This work addresses the disconnect between semantic reasoning and continuous spatial localization in existing gaze-following methods, as well as their computational inefficiency in multi-person scenarios. The authors propose OmniGF, a novel framework featuring a dual-branch decoding architecture that jointly handles discrete semantic inference and continuous coordinate prediction. One branch leverages dense hidden states from vision-language models under high-resolution heatmap supervision to achieve precise gaze target localization, while the other introduces head embeddings to jointly model appearance and orientation across multiple individuals. By moving beyond purely text-based coordinate generation, OmniGF overcomes prevailing accuracy limitations, achieving state-of-the-art performance on multiple standard benchmarks and significantly enhancing both spatial localization precision and semantic understanding in complex social scenes.

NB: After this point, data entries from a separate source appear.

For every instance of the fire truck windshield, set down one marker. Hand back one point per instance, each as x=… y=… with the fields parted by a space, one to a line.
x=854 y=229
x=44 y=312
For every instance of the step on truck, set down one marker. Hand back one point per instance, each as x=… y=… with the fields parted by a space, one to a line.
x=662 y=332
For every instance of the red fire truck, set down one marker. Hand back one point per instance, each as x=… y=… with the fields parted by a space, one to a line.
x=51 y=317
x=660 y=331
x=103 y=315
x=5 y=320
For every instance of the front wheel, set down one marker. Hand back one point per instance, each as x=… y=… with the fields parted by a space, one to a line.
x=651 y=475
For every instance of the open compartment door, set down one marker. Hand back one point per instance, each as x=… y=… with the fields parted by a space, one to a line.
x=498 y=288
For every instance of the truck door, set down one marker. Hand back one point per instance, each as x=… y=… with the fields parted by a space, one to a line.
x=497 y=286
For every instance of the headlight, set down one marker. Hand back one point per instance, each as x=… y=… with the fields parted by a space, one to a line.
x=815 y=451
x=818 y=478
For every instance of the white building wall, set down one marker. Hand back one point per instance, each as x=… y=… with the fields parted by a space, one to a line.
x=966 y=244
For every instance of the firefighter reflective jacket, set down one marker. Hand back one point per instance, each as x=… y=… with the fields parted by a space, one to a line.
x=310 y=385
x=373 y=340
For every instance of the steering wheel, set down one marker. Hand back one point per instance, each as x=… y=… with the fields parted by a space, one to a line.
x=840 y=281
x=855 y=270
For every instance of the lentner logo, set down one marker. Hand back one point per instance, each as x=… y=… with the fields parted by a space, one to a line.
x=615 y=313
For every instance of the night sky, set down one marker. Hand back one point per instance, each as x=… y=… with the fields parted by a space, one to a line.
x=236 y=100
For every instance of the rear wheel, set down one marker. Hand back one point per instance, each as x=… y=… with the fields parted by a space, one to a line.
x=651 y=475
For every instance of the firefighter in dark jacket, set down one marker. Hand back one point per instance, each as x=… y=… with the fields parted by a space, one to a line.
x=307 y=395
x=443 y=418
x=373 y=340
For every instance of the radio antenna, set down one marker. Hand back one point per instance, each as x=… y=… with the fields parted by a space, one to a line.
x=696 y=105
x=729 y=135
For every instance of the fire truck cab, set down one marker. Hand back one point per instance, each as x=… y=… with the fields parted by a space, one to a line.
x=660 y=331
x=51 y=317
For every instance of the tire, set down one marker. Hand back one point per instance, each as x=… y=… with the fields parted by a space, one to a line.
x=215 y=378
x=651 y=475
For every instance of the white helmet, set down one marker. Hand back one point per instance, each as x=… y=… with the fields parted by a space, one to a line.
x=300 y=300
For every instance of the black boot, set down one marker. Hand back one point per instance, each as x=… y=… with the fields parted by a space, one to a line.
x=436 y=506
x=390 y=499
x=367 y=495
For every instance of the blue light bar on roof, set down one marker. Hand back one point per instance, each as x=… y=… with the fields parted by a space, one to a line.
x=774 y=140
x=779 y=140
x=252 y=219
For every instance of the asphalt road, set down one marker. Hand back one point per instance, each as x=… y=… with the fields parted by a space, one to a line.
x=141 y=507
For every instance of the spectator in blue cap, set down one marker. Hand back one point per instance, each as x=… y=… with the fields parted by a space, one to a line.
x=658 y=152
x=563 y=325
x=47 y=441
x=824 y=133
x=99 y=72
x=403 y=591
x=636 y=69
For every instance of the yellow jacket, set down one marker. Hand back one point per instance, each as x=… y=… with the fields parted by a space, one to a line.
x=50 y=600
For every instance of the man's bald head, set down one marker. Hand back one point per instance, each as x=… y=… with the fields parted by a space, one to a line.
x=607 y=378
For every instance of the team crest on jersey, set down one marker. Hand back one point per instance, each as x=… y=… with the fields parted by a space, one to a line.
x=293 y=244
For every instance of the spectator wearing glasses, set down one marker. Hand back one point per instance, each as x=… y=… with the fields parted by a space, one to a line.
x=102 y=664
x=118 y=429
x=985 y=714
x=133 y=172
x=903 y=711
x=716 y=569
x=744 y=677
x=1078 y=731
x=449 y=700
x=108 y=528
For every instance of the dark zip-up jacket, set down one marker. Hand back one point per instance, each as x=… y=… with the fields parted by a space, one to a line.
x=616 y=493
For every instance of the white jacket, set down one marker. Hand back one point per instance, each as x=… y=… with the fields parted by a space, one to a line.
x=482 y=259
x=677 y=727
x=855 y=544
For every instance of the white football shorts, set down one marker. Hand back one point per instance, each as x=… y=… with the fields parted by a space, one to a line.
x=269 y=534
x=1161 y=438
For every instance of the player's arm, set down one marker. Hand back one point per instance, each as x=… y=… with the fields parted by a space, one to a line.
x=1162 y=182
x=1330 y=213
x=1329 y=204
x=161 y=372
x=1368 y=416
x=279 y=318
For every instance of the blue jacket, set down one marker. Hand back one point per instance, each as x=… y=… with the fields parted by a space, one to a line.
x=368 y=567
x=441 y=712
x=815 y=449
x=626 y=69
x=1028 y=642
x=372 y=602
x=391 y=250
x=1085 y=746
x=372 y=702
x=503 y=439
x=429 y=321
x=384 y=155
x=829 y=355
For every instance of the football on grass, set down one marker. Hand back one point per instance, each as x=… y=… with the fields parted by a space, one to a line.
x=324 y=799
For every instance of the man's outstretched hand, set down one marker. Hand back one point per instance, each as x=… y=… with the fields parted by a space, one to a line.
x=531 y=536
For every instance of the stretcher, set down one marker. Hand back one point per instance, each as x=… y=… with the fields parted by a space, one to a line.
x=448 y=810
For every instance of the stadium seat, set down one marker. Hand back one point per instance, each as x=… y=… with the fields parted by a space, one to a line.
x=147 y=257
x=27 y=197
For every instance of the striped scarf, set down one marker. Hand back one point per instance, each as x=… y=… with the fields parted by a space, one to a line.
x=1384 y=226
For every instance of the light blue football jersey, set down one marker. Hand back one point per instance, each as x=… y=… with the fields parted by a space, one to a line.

Understanding human gaze behavior is essential for complex scene comprehension and human-computer interaction. Traditional gaze following models are typically restricted to pure spatial localization, lacking the high-level capacity to reason about semantic targets or complex social contexts. Furthermore, these models often process individuals sequentially, requiring redundant computations over the same scene image for multi-person inference. While recent Vision-Language Models (VLMs) offer the exceptional semantic reasoning needed to address gaze-related semantic tasks, their reliance on discrete text generation inherently limits precision in continuous spatial tasks like gaze localization. To bridge this gap, we propose OmniGF, a unified vision-language framework that adapts foundational VLMs for highly scalable multi-person gaze reasoning. The model adopts a dual-branch decoding strategy: a structured language branch generates discrete reasoning states, while a continuous spatial branch directly taps into the VLM's dense hidden states. Supervising these extracted representations with high-resolution gaze target heatmaps effectively overcomes the spatial bottleneck of text-only coordinate generation. Furthermore, to explicitly ground the model in multi-person scenes, we augment the input with head embeddings encoded from cropped head images, providing fine-grained appearance and orientation cues for all individuals simultaneously. By modeling all individuals and leveraging the strong semantic capability of VLMs, OmniGF seamlessly integrates precise spatial gaze target estimation, semantic gaze prediction, and complex social gaze reasoning. Extensive experiments demonstrate that our framework establishes new state-of-the-art performance across multiple standard benchmarks. Code is available at https://github.com/cvlab-stonybrook/omnigf.